Postby mrwarre85 » Wed Jun 20, 2012 12:28 pm

spleenworship wrote:
fatduck wrote:
spleenworship wrote:This really puts to bed the US News rankings- look at all the T2s and T3s in the top 100 spots, some even in the top 30. When it comes to the numbers we should really be caring about US News is way off.

not all full time long term jobs are created equal


True, but I think this is a judgement the individual student has to make. Personally I'm happy to have a good chance of landing a $60K a year job (my state is teh poorz, so that's actually decent money, and I don't have a lot of debt) in small law. But I know for a lot on this board it's all about biglaw or bust. And that's fine, each student needs to figure out what they really want. All the same, the fact that LSU is beating Penn in overall placement, and placing almost certainly a significant number of their grads in biglaw firms working for the oil rigs in the gulf should convince us that the US News rankings are not really telling us what we need to know. Should LSU be above Penn...? Probably not. But it should be above Colorado and Dozo, which it isn't. Both those schools have worse placements of both biglaw and small law than LSU, and their instuctors are, let's face it, essentially identical... since they all graduated from the effing T6 anyway.


You are just looking for data to verify what you want to believe.

CU
medians- 3.64, 164
faculty student ratio-- 9.8 to 1
bar passage rate- 95.2%

LSU
medians- 3.39, 158
faculty student ratio-- 18.6 to 1
bar passage- 75.2%

See, anyone can focus on particular data that makes their school look better than other schools. Not impressive. You could have also just looked at the last two years of employment data to see that CU>>LSU for fed clerkships and big law, but you didn't do that. Considering both law schools have small class sizes, and thus year to year fluctuations are going to be huge, doing so would have been more informative. I think your real problem is refusing to consider that inputs should be a criteria for the rankings. When you only look at outputs, you have to necessarily assume that all students are looking for the same types of opportunities across the different schools. This isn't true. i.e., why Mississippi College is ahead of Yale in the rankings you seem to favor so much.

Your school is fine and you shouldn't feel any need to defend it. With a few exceptions at the very top, flagship state schools offer similar employment opportunities whether they are T3 or T1. A median CU student should have the same job hunt strategy as a median LSU student or a median Texas Tech student.

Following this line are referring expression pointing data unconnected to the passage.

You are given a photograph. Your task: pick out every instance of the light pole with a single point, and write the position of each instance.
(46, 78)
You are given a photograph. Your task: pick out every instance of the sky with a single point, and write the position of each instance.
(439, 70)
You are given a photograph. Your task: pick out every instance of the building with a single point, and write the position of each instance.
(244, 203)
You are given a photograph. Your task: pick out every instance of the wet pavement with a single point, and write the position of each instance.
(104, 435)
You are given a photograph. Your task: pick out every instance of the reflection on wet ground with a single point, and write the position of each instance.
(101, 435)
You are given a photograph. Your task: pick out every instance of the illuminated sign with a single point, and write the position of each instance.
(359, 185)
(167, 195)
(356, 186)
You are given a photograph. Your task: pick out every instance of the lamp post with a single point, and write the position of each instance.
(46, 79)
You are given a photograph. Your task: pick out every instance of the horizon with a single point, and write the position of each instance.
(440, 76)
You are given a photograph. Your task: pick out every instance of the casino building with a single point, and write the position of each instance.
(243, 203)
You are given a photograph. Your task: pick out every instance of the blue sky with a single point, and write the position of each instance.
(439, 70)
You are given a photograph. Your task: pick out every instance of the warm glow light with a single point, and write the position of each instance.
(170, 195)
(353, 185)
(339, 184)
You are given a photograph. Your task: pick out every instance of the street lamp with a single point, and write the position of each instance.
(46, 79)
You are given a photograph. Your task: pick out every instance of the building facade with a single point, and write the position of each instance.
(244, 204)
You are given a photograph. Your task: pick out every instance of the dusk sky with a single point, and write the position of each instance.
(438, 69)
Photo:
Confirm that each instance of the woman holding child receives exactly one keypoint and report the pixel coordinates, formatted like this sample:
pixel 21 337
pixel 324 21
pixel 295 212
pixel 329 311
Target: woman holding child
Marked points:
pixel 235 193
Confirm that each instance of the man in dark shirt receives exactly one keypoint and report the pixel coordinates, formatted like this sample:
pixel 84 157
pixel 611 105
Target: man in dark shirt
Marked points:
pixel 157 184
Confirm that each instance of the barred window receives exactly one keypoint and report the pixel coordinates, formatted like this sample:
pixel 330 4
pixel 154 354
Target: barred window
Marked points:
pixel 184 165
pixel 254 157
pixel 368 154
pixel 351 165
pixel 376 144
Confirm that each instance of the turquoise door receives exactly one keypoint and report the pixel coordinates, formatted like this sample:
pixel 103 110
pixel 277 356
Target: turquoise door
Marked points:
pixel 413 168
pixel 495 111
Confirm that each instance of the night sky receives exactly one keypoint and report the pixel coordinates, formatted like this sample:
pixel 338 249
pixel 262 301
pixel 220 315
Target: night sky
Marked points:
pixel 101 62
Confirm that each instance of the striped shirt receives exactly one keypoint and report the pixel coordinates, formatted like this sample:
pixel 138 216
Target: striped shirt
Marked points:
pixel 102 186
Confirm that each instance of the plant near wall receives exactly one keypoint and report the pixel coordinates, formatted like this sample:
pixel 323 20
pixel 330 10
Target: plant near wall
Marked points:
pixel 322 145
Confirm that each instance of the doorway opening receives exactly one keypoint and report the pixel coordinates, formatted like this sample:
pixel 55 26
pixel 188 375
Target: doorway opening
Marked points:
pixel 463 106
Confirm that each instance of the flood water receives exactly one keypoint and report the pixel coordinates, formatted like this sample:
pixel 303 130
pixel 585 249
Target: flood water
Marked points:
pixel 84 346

That doesn't mean CU Law isn't more selective or that it doesn't have a higher quality student body, though. The faculty might not be better, but a professorship at CU or Dozo (Boulder/Denver area or NYC) is a much better gig than at Tech or LSU (Lubbock or Baton Rouge). You can't say that LSU "should be ranked ahead" these schools because of (very suspect) data from one years class that you found on the internet. Let's be reasonable.